Ein vergessener Roman, ein Koffer und eine Frau, die im Exil gegen die Nazis kämpfte - warum Mopsa Sternheims Werk heute für Aufsehen sorgt.
Gisela Niemöller und Rudolf Fietz haben den Roman der Widerstandskämpferin Mopsa Sternheim rekonstruiert.
Von dpa
Oldenburg/Düsseldorf - Jahrzehntelang galt der Roman als verschollen, dann taucht das Manuskript in einem alten Koffer in der Oldenburger Landesbibliothek wieder auf: Experten haben zwei Jahre lang Satz für Satz rekonstruiert und den einzigen Roman der Widerstandskämpferin Mopsa Sternheim nun veröffentlicht. Sie könne es noch immer kaum glauben, sagt Corinna Roeder, Direktorin der Landesbibliothek. "Das ist eine literarische Sensation." Der Roman "Im Zeichen der Spinne" wird heute Abend (19 Uhr) erstmals in der Bibliothek vorgestellt.
Von der Bildungsbürgerin zur Widerstandskämpferin
Mopsa Sternheim - mit vollem Namen Dorothea Elisabeth Sternheim - war nicht irgendwer, erzählt Roeder. "Dorothea Sternheim ist die Tochter sehr bekannter Leute." Ihr Vater Carl Sternheim war einer der wichtigsten Bühnenautoren der 20er Jahre, die Tagebücher ihrer Mutter Thea Sternheim zählen bis heute zu den Werken im Deutschen Literaturarchiv Marburg. Mit dem Roman trete Mopsa Sternheim jetzt aus dem Schatten ihrer Eltern hervor, glaubt Roeder.
Sternheim wurde 1905 in Düsseldorf geboren.
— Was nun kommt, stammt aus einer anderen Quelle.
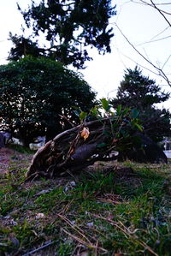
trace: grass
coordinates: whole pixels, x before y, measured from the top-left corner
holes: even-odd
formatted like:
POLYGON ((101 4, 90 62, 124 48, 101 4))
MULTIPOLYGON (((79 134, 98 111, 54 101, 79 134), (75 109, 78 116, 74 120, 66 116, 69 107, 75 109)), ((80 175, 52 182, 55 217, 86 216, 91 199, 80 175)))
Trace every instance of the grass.
POLYGON ((171 255, 170 164, 102 164, 25 183, 11 158, 0 182, 1 255, 171 255))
Sie war Teil der Bildungselite - an den Wänden in ihrem Elternhaus hingen Gemälde van Goghs und Renoirs, Künstler und Politiker gingen ein und aus. Zu ihrem Freundeskreis zählten unter anderem Klaus und Erika Mann. Als die Nazis an die Macht kamen, floh die Bühnenbildnerin nach Paris. Im Exil leistete sie Widerstand, bis sie von der Gestapo verhaftet und gefoltert wurde. Sie kam in mehrere Lager, bis Kriegsende war sie im Konzentrationslager Ravensbrück.
"Sie hat schwer traumatisiert überlebt", berichtet Roeder. Das Schreiben habe ihr damals geholfen, im Roman verarbeitet sie die Erlebnisse. Sie erzählt in dem Text, was es für eine Frau der 1920er und 1930er Jahre bedeutete, wenn in einer desillusionierten Gesellschaft Rassismus, Intoleranz und Gewalt zunehmen. "Das galt für die damalige Zeit - und jetzt liest man es auch wieder mit hoher Aufmerksamkeit."
Manuskript bleibt unentdeckt in einem Koffer
Der Roman sei aktueller denn je und literarisch hervorragend geschrieben, schwärmt die Leiterin der Landesbibliothek. "Mit einer ganz eigenen, schillernden Sprache." Vor ihrem Tod im Jahr 1954 infolge einer Krebserkrankung hält Sternheim in ihrem Testament fest, dass ihr Freund - der Oldenburger Kunsthistoriker Gert Schiff - den Roman erhalten und veröffentlichen soll. "Das hat er wohl auch ein-, zweimal versucht, aber ohne Erfolg", berichtet Roeder.
Das Manuskript gerät in einem Koffer in Vergessenheit. Vor zehn Jahren übergibt die Stiftung Gert Schiff das Erbe an die Landesbibliothek. "Der Koffer wurde geöffnet und gleich wieder zugemacht", sagt Roeder. Zu groß sei das Chaos gewesen, mit unzähligen Päckchen und einzelnen Seiten.
"Es gibt kein Blatt, das ohne Korrekturen oder Varianten auskommt", berichtet Rudolf Fietz, der lange Zeit stellvertretender Leiter der Landesbibliothek war und sich in seinem Ruhestand schließlich dem Koffer angenommen hat. Die vielen Korrekturen zeugen von Sternheims selbstkritischer, mitunter von Zweifeln geprägter Arbeit. "Sie war eine tief nachdenkliche Person", ist Mitherausgeberin Gisela Niemöller überzeugt. Beide haben sich den Koffer mit all den Zetteln noch einmal genauer angeschaut - und beschlossen, das Werk zu vollenden.
Das Manuskript zum einzigen Roman der Widerstandskämpferin Mopsa Sternheim galt lange als verschollen. Nun wurden die Seiten in einem Koffer in Oldenburg wiederentdeckt.